Не успел монах решить, то ли ему грехом пугнуть строптивца, то ли ласковым словом смирить, как нежданно к нему подошла подмога. Сидевшая на песке старуха подняла голову, закричала:

— Не замай божьего человека!

— Божьего? — Горазд только головой покачал. — Сей божий человек от черта пришел. У тя, бабка, руки не в узах, ты сдерни с него скуфейку, посмотри, нет ли под ней рогов.

Монах попятился. Не надо было ему пятиться. Увидев это, старуха поднялась, изодранная, почерневшая, видимо, обезумевшая, пошла на него, а монах все отступал. Старуха вдруг подняла обе руки, заслонясь от монаха ладонями, взвыла:

— Рога! С нами крестная сила! Рога у него!

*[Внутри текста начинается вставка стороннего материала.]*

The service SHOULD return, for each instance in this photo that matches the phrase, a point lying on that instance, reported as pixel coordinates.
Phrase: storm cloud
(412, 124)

Стон пошел по толпе. Монах сорвал скуфейку:

— Какие рога? Где?

— Эвон! Эвон! — кривым пальцем старуха показывала на залысый лоб монаха. — Смотрите, православные, вон рога–те! Нешто не видно? То лукавый вам глаза отводит!

В ответ на вопль старухи разноголосо завопили истерзанные люди, увидев несуществующие рога.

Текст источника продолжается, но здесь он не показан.